Hence, in this kind of DVTR, tracking control has heretofore been performed so that the head H1 necessarily traces the track Tr1. However, since a track as a control target for the head H1 exists only once per eight tracks, a tracking error of .+-.4 tracks is generated. Consequently, when tracking control is disrupted immediately after starting of the apparatus or for some other reason, a very long period is required before a tracking-control draw-in state is obtained. During this period, reproduced video signals cannot be obtained. Accordingly, video signals are not reproduced for a long period at the start of an apparatus or when tracking is disrupted, and so a reproduced picture is very unsightly.
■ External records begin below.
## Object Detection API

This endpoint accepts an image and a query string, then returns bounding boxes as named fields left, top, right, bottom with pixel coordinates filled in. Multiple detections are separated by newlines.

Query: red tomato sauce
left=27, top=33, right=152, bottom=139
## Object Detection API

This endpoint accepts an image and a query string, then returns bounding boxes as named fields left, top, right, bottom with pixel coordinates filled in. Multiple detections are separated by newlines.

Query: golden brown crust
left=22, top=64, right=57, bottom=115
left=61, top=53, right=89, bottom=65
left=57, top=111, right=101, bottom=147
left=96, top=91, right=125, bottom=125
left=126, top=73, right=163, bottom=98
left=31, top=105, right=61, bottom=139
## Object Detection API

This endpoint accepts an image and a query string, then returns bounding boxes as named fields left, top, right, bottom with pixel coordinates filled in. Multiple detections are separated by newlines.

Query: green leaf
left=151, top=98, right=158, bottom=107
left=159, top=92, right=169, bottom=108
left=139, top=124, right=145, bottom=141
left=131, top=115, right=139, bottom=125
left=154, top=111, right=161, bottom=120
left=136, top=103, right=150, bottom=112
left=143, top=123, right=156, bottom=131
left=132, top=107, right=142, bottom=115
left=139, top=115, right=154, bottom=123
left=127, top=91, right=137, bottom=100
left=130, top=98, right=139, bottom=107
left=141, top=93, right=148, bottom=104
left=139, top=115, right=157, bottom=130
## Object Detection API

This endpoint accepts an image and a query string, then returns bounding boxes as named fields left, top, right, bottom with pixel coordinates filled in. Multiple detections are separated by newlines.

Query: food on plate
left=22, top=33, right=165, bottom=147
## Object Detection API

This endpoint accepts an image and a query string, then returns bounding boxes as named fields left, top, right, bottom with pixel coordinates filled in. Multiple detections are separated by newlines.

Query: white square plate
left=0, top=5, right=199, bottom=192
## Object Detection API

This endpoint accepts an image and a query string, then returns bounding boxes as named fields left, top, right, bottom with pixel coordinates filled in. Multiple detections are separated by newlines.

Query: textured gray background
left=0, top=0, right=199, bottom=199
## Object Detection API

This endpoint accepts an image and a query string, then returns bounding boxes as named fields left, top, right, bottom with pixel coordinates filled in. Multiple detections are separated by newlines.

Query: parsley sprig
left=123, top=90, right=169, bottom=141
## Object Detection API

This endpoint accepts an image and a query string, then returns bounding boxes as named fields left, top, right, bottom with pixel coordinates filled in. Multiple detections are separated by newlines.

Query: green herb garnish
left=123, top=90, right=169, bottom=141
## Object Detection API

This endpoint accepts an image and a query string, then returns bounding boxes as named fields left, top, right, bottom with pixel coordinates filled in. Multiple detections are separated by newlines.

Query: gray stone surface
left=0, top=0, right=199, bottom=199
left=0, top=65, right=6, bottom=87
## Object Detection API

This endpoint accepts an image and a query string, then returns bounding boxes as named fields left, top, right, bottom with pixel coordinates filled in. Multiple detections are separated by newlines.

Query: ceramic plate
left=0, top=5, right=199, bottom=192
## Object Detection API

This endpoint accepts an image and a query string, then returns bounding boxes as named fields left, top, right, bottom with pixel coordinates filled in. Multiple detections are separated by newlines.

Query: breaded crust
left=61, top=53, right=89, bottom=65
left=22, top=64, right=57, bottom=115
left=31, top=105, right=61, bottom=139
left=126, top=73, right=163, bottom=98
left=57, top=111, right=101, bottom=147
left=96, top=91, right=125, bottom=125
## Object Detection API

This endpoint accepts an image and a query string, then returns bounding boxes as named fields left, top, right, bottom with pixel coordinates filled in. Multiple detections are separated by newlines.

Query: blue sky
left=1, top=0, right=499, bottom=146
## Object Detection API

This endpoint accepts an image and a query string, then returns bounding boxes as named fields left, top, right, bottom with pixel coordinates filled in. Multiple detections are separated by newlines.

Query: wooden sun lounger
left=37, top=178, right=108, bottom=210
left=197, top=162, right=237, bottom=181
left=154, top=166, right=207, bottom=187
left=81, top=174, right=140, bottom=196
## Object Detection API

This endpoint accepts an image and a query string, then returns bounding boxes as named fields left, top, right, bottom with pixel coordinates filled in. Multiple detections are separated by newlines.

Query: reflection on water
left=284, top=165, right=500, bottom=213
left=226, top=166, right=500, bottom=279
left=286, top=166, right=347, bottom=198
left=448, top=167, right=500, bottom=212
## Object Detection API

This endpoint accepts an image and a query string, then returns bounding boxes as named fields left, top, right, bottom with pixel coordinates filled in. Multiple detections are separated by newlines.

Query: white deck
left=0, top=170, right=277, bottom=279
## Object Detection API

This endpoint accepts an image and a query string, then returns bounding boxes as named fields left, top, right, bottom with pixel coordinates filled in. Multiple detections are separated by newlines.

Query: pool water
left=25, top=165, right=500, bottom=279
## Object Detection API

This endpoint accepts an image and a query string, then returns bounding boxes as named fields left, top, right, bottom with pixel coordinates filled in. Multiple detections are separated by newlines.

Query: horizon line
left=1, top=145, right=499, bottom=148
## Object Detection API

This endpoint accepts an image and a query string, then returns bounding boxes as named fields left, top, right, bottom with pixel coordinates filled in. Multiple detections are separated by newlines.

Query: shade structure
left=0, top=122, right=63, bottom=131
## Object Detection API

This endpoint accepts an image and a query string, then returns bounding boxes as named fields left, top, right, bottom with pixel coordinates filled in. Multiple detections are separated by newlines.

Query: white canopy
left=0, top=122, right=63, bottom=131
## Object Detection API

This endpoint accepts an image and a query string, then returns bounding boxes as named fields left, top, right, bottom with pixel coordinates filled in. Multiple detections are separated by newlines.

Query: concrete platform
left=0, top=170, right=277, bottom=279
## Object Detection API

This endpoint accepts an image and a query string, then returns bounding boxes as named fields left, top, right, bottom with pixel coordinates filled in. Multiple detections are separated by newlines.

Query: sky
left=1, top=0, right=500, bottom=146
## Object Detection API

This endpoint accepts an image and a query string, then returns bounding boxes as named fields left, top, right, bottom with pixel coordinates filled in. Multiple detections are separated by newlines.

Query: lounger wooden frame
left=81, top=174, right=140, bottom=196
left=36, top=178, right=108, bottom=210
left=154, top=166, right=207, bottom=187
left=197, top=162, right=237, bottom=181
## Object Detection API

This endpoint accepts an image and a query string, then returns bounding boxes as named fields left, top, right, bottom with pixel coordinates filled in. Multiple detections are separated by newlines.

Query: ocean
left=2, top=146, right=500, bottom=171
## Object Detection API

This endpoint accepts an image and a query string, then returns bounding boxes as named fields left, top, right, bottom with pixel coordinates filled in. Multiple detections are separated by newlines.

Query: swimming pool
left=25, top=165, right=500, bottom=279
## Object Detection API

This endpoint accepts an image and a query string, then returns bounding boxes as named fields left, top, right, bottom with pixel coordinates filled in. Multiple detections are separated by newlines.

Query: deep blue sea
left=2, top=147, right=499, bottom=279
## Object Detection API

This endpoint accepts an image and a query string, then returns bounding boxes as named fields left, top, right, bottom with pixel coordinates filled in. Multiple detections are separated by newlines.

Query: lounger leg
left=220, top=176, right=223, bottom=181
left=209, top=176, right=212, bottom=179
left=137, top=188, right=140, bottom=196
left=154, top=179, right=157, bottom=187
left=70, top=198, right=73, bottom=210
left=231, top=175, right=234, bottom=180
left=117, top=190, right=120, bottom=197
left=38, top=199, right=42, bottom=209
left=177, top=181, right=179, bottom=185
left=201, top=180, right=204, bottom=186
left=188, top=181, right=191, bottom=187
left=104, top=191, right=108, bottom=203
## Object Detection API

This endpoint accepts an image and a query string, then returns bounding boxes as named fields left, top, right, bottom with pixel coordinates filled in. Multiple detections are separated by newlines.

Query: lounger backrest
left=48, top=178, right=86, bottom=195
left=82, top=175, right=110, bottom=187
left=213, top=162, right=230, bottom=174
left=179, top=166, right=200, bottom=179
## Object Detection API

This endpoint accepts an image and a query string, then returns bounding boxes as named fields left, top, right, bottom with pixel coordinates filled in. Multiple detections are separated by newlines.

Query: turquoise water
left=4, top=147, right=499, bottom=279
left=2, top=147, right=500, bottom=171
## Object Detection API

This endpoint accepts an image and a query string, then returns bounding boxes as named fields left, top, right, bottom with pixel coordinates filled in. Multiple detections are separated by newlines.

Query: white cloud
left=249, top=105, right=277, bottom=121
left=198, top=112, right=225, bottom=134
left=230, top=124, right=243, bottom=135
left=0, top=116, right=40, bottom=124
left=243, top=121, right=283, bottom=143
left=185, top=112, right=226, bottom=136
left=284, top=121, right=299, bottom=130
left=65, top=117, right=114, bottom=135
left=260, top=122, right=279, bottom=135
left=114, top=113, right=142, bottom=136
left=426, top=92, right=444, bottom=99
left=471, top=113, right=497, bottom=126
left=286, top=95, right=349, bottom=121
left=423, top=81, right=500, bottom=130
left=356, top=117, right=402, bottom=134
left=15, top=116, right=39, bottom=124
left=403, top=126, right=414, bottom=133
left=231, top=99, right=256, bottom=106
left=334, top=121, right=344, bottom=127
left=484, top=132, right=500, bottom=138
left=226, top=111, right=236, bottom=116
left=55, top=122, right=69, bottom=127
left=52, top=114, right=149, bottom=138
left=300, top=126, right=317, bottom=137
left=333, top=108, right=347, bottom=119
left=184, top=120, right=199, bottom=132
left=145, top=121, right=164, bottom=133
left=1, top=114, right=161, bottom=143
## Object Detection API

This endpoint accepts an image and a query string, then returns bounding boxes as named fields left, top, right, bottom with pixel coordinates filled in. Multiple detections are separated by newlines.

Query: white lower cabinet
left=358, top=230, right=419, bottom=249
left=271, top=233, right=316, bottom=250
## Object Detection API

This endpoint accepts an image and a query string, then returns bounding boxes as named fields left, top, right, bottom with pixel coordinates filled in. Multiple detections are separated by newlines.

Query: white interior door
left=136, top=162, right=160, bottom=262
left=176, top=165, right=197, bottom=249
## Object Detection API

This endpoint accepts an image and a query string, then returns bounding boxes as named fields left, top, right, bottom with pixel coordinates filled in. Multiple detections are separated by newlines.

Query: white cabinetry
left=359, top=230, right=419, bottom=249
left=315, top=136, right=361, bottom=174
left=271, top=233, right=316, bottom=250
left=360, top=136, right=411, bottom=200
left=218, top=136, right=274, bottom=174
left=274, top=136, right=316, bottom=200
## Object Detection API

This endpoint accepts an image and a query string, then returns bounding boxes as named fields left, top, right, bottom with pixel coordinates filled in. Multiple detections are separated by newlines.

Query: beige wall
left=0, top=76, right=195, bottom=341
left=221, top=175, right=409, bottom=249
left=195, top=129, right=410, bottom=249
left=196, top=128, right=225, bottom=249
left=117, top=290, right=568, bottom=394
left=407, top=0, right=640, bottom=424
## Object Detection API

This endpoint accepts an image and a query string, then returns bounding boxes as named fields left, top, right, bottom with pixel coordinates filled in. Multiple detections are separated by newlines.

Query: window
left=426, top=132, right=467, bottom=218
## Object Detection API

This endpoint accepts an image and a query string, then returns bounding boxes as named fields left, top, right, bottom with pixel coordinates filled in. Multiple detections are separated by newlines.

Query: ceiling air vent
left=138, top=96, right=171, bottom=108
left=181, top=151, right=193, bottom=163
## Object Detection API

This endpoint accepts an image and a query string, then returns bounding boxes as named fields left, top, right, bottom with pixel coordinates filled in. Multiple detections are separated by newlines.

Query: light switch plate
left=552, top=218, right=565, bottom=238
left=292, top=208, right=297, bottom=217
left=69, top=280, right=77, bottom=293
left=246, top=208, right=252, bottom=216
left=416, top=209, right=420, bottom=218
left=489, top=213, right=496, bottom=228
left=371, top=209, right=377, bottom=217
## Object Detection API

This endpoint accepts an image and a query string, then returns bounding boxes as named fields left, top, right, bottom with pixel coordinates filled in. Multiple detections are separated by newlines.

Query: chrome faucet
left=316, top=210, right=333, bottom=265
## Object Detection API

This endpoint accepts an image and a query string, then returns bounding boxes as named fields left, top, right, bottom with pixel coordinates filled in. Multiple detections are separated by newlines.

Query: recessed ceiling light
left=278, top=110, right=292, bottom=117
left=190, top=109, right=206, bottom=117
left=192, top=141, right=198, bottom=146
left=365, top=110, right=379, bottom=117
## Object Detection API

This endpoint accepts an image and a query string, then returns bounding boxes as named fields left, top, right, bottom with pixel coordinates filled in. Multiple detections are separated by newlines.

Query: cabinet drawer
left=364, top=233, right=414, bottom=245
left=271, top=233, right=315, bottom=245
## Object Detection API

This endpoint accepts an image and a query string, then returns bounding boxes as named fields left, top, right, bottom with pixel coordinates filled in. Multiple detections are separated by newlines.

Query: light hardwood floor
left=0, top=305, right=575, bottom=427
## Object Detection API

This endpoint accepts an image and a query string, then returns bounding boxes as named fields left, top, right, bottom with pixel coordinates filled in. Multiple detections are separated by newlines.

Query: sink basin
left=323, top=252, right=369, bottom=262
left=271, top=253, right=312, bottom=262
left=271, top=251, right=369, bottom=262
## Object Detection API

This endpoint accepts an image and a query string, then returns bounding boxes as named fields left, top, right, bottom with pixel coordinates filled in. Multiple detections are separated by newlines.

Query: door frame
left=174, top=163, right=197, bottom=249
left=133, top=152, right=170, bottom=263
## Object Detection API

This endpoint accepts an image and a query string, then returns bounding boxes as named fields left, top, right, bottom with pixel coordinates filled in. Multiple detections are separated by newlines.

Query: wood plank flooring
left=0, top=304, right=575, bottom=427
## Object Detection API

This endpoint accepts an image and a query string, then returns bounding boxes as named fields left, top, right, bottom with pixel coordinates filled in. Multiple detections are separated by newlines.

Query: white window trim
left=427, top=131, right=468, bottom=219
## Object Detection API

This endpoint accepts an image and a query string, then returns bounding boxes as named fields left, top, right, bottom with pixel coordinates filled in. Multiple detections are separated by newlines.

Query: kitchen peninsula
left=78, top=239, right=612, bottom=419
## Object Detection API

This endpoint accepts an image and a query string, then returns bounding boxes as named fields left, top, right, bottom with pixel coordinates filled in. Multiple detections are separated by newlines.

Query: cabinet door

Furthermore, a pattern of recorded signals for tracking control must be of an eight-track period, and so circuits for tracking in both recording and reproducing systems inevitably become complicated. In addition, in an apparatus in which a pilot signal is recorded on a part of a track, and tracking control is performed using the pilot signal, not only does the circuit become complicated, but also, the pilot signal requires a large recording area. These facts hinder high-density recording.
Such problems increase in accordance with an increase in the number of multiple channels and an increase in the number of tracks in which signal processing is completed. These will become greater obstacles when an attempt is further made to perform high-density recording of wide-band signals.